Returning to AI-powered large language model’s (LLM), there might be some truth to the idea promoted by its inventors that LLM’s and even small language models (SLMs) can transform the way we live and work. But is there truth to the idea that all players (all seem to have galactic valuations) will win? Clearly not. So some will emerge victorious and most will lose market share or disappear through acquisition or through a lack of investor and consumer support.
And is there truth to the thesis that LLMs keep scaling towards achieving artificial general intelligence? I have read some of the musing by those close to AI’s development that there simply isn’t enough power on Earth to support the ‘scaling’ path to AGI. Without a clear, feasible path for the technology to leap from LLMs to bigger LLMs to AGI, one wonders whether Open AI’s US$150 billion valuation can be supported, especially when the leading commercial use case is currently companion bots – chatbots that keep people company.
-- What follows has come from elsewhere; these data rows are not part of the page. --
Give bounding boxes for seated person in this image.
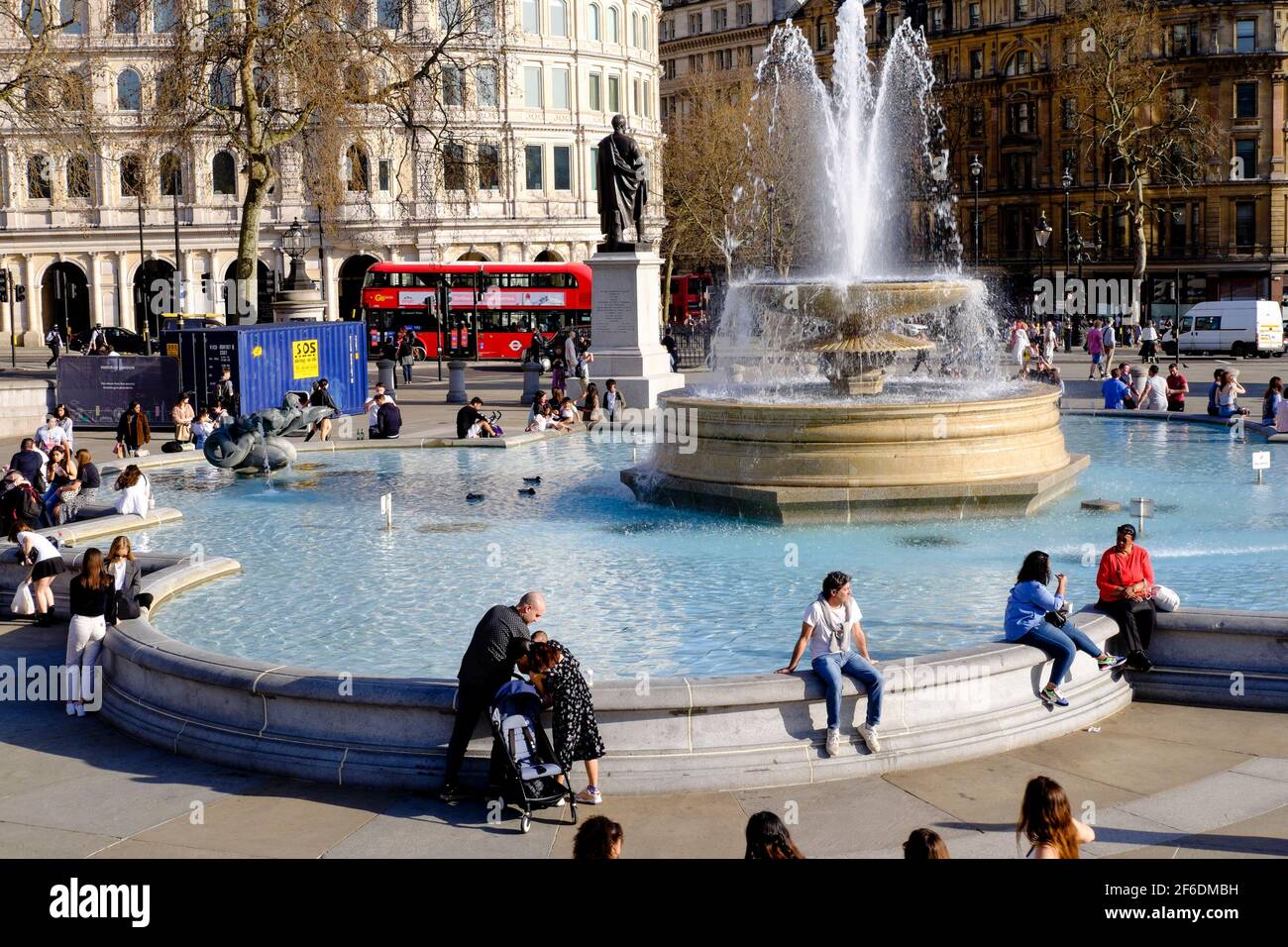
[368,394,402,441]
[456,398,496,438]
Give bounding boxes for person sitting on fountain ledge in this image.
[776,573,885,756]
[368,394,402,441]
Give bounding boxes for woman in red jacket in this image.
[1096,523,1155,672]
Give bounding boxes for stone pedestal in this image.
[588,250,684,410]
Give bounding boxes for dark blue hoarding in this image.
[58,356,182,428]
[169,322,368,415]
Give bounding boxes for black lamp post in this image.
[970,155,984,269]
[282,218,316,290]
[1029,210,1051,318]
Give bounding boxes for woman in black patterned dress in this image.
[528,640,604,805]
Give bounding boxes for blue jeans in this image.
[1015,621,1103,686]
[810,651,885,730]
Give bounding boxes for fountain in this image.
[621,4,1089,522]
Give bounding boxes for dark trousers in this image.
[443,684,505,788]
[1096,598,1155,653]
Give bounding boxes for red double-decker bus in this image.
[361,263,590,360]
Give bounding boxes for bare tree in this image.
[125,0,505,320]
[1063,0,1224,294]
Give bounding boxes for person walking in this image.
[116,401,152,458]
[170,393,196,445]
[1002,549,1126,707]
[46,326,63,368]
[1167,362,1190,414]
[438,591,546,805]
[1087,320,1107,378]
[1261,374,1284,425]
[1015,776,1096,858]
[65,546,116,716]
[776,573,885,756]
[393,333,416,386]
[1096,523,1156,672]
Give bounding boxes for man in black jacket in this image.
[438,591,546,804]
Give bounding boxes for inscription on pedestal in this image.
[591,288,636,339]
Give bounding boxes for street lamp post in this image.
[1029,210,1051,318]
[970,155,984,269]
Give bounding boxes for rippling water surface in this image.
[137,417,1288,678]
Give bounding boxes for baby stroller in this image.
[488,681,577,832]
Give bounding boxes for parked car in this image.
[1164,299,1284,359]
[67,326,145,356]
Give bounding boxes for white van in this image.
[1177,299,1284,359]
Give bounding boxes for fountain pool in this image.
[136,417,1288,679]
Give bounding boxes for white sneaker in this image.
[859,723,881,753]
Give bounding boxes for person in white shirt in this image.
[1140,364,1167,411]
[776,573,884,756]
[36,415,68,454]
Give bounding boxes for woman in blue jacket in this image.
[1006,550,1127,707]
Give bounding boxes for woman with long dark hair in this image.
[744,811,805,862]
[67,548,116,716]
[1005,549,1126,707]
[1015,776,1096,858]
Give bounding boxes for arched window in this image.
[27,155,53,201]
[121,155,143,197]
[116,69,143,112]
[152,0,179,34]
[344,145,371,192]
[67,155,94,201]
[210,151,237,197]
[158,151,183,197]
[1006,49,1029,76]
[210,65,236,108]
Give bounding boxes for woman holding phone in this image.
[1006,550,1126,707]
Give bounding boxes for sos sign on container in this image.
[163,322,368,415]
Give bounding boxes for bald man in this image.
[438,591,546,804]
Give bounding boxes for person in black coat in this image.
[438,591,546,804]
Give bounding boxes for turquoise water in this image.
[137,417,1288,678]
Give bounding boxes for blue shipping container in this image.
[170,322,368,415]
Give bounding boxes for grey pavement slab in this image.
[325,795,568,858]
[885,754,1137,830]
[0,756,265,837]
[1012,728,1249,796]
[1111,806,1288,860]
[0,822,117,858]
[1122,772,1288,832]
[551,792,747,858]
[134,780,385,858]
[734,777,957,857]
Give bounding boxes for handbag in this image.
[9,579,36,614]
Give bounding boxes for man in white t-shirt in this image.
[777,573,884,756]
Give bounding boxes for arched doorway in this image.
[223,261,273,326]
[134,259,175,343]
[40,262,89,340]
[336,254,380,320]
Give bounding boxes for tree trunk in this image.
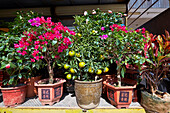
[48,62,54,84]
[117,67,121,87]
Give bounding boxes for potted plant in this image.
[0,11,41,106]
[62,9,122,109]
[103,24,145,108]
[0,34,30,106]
[17,17,75,105]
[141,31,170,113]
It’s worth noting that ChatGPT-4’s ability improved substantially over GPT-3, but the step to 01 was far more modest. Meanwhile the optimists have Chat GPTs capability curve looking rather like the exponential vinyl disco record sales in Figure 1.
I believe OpenAI and its peers are genuine businesses and I don’t believe LLMs are fads. But I do believe, thanks to hype and the uneven distribution of information that sucks investors into a legitimate thesis late, their valuations reflect an investment fad. People paying today’s prices should expect a significant transformation of their investment along the journey, but perhaps not in a good way.